Un chantier phénoménal
Les travaux étaient d'une ampleur gigantesque. Bien que le canal
de Panama soit relativement court (environ 68 km, ce qui représente
8 heures de navigation), sa construction se heurta à de très
grosses difficultés, notamment en ce qui concerne la mise en place
des écluses de la section Atlantique et de la création d'un
passage à travers le Col de Culebra. Le chantier se fit en plusieurs
étapes et une des plus importantes fut la construction d'un barrage
sur la rivière Chagres à la hauteur de Gatun afin de créer
un lac artificiel de 423 km2 à 85 pieds au-dessus du niveau de la
mer, lac sur lequel les navires pourraient naviguer. Pour y accéder
à partir de l'océan Atlantique, les ingénieurs durent
prévoir la construction d'une série de 3 écluses afin
de pouvoir atteindre le niveau des eaux du lac Gatun. À l'extrémité
ouest de ce lac, il fallut creuser le fameux Corte de Calubra (également
appelée Gaillard Cut, en hommage à l'ingénieur français
qui s'est attaqué le premier à cet obstacle naturel), une
énorme tranchée de 8 kilomètres de longueur et de 91
mètres de largeur qui coupe les flancs de la Cordillère centrale.
Finalement, afin d'amorcer une courbe descendante vers l'océan Pacifique,
le canal se termine par deux séries d'écluses, soit les écluses
de Pedro Miguel et les écluses Miraflores.
Pour la réalisation de ce projet, les américains utilisèrent
plusieurs machines et infrastructures laissées à l'abandon
par les Français et firent venir du matériel d'excavation
de la Louisiane. Fait à noter, les bulldozers et les scies mécaniques
n'existaient pas lors de la première tentative effectuée par
les français et les ouvriers devaient alors dégager le terrain
à l'aide de machettes et creuser les tranchées avec, entres
autres, des pics, pelles et explosifs. Lors du creusage du canal au Col
de Culebra seulement, plus de 512500 m3 de terre fut excavés et plus
de 4535000 kg de dynamite furent utilisés.
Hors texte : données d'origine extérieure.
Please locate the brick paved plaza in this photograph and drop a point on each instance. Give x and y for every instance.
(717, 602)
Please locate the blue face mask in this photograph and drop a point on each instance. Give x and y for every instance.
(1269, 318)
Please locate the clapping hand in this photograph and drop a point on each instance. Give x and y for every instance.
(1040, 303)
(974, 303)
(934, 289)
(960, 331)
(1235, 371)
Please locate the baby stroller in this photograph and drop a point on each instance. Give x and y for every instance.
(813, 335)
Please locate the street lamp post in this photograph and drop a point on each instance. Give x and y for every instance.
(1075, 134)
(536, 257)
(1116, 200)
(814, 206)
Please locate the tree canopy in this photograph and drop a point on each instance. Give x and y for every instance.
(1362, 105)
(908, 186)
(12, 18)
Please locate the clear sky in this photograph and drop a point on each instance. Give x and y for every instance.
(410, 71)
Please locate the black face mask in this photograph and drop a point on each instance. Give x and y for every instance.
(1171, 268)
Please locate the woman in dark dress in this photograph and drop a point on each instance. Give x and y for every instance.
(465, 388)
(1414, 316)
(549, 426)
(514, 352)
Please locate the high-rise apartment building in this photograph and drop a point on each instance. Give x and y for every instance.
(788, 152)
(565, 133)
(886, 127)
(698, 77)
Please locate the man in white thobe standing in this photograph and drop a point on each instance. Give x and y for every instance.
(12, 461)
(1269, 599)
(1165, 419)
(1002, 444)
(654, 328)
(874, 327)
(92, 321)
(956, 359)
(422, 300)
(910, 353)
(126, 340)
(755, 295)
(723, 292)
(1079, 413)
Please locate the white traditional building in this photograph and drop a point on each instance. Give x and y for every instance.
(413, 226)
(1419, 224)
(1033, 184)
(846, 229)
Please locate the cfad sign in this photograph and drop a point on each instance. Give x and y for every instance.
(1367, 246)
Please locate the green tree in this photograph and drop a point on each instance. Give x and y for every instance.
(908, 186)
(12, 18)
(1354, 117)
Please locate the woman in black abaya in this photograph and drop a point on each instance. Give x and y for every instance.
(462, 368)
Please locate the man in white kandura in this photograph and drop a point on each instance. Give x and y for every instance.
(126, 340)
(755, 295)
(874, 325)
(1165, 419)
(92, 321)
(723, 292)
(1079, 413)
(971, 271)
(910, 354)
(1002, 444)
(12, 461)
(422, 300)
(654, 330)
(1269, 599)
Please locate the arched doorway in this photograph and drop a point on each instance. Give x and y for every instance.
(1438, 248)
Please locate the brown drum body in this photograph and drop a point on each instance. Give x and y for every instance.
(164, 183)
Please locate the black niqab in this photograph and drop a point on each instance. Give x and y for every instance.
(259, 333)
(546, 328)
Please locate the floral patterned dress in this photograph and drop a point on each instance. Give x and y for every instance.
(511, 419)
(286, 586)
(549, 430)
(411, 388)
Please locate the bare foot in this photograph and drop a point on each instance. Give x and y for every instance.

 Outre les coûts monétaires de la construction du canal
(approximativement 390millions$US à l'époque), les coûts
humains défient l'imagination. Durant les 11 années que nécessita
la construction, 5609 ouvriers y trouvèrent la mort, frappés
par la rigueur du climat, la malaria et la fièvre jaune. D'ailleurs,
sans la découverte du vecteur de la malaria qui propageait la fièvre
jaune, il est peu probable que le projet ait abouti.
De nos jours, le canal de Panama emploie près de 14000 personnes
dont 4000 Panaméens. Il fut conçu initialement pour des cargos
d'une capacité de 65000 tonnes, mais récemment des navires
de près de 300000 tonnes purent circuler sur le canal. Le canal de
Panama est emprunté annuellement par plus de 12000 navires (13536
en 1996), ce qui en fait le canal le plus utilisé de la planète.